El perfil de Instagram del futbolista francés Michael Olise ha sorprendido a sus 8,3 millones de seguidores al presentar un contenido inusual: cinco fotografías que parecen capturadas con un viejo teléfono móvil, enfocando la pantalla de un televisor. En un mundo donde las redes sociales suelen estar repletas de imágenes pulidas y perfectamente editadas, la cuenta de Olise ha desafiado las expectativas al mostrar una estética casi amateur, con colores desvaídos y líneas horizontales que evocan un estilo visual de otra época. Esta elección ha suscitado curiosidad entre los aficionados y analistas, quienes se preguntan sobre la historia detrás de estas imágenes y lo que representan en el contexto del actual Mundial 2026.
La responsable de estas fotografías es Florence Pernet, una fotógrafa francesa que ha trabajado en eventos de prestigio como los Juegos Olímpicos de París 2024 y que ha colaborado con marcas reconocidas como Nike y Adidas. Sin embargo, para el Mundial 2026, Pernet no logró obtener la acreditación que le permitiría cubrir el torneo en persona. Lejos de dejarse desanimar, decidió innovar y transformó su hogar en un estudio fotográfico improvisado, capturando los partidos desde la pantalla de su televisor. Con la frase “No tengo acreditación, pero sí tengo mi TV y mi propia visión”, Pernet no solo dio vida a su proyecto, sino que también logró captar la atención de un público más amplio, convirtiéndose en un símbolo de creatividad y resiliencia en tiempos difíciles.
El fenómeno visual que ha surgido de este enfoque tiene un término técnico: efecto moiré. Esta distorsión ocurre cuando el sensor de una cámara se encuentra con la retícula de píxeles de una pantalla, creando una serie de patrones que, tradicionalmente, se consideraban errores en la fotografía.

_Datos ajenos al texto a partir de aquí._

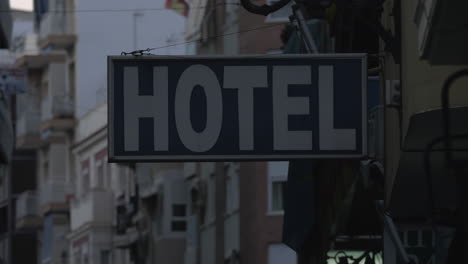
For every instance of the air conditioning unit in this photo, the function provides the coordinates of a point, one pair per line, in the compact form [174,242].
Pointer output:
[393,92]
[375,128]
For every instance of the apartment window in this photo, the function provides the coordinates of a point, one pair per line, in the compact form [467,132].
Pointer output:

Sin embargo, en un contexto como el del Mundial 2026, donde las transmisiones son realizadas en altísima definición y con múltiples ángulos de captura, la estética de Pernet ha resonado de una manera inesperada. La filósofa y ensayista Hito Steyerl, en 2009, defendió el concepto de “imagen pobre”, argumentando que estas representaciones degradadas ofrecen una visión más auténtica de cómo consumimos el mundo, en comparación con las imágenes perfectas que muchas veces no transmiten la realidad de la misma manera.
La viralidad de las imágenes de Pernet ha sido tal que la Federación Portuguesa de Fútbol decidió establecer una colaboración oficial con ella, un logro impresionante considerando que nunca ha pisado un estadio durante este torneo. Esta situación pone de relieve cómo las redes sociales han transformado la manera en que se percibe y se difunde el deporte, permitiendo que la creatividad y la originalidad tengan un espacio en medio de la producción masiva de contenido. Asimismo, Olise fue uno de los primeros en adoptar esta estética en su cuenta, compartiendo imágenes del partido entre Francia y Senegal, donde fue nombrado MVP, lo que añade una capa de autenticidad a su contribución a la narrativa del torneo.

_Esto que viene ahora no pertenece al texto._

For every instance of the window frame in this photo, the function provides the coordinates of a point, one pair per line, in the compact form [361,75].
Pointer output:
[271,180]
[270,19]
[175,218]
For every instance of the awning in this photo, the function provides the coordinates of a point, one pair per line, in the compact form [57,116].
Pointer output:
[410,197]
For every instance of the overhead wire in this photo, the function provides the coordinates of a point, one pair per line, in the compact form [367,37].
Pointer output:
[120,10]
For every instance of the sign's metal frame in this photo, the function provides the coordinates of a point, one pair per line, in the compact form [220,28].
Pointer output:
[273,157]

Sin embargo, el fenómeno de fotografiar pantallas va más allá de la estética visual. Se ha convertido en un reflejo de problemas reales que enfrenta el Mundial 2026, como la dificultad de acceder a visados que ha dejado fuera a muchos fotógrafos, hinchas y miembros de delegaciones, afectando especialmente a aquellos provenientes de países africanos e iraníes. Un ejemplo notable es el de Sidy Talla, fotógrafo oficial de Senegal, quien, al igual que Pernet, se vio obligado a cubrir el partido de su selección desde la habitación de un hotel, apuntando su cámara a la pantalla del televisor. Esto resalta las barreras que persisten en el acceso al evento y cómo, en muchas ocasiones, el talento se encuentra limitado por cuestiones administrativas.
Finalmente, la práctica de fotografiar pantallas no es un fenómeno nuevo, ya que se remonta a décadas atrás. En 1972, el fotógrafo belga Harry Gruyaert realizó un proyecto similar, capturando imágenes de un televisor defectuoso en Londres. Así, la historia de Olise y Pernet no solo ofrece un vistazo a un nuevo enfoque en la fotografía deportiva, sino que también invita a reflexionar sobre las dinámicas del acceso, la representación y la creatividad en un mundo cada vez más digitalizado. Este Mundial, más allá de las competencias deportivas, se ha convertido en un campo de batalla para la innovación y la expresión artística en un contexto adverso.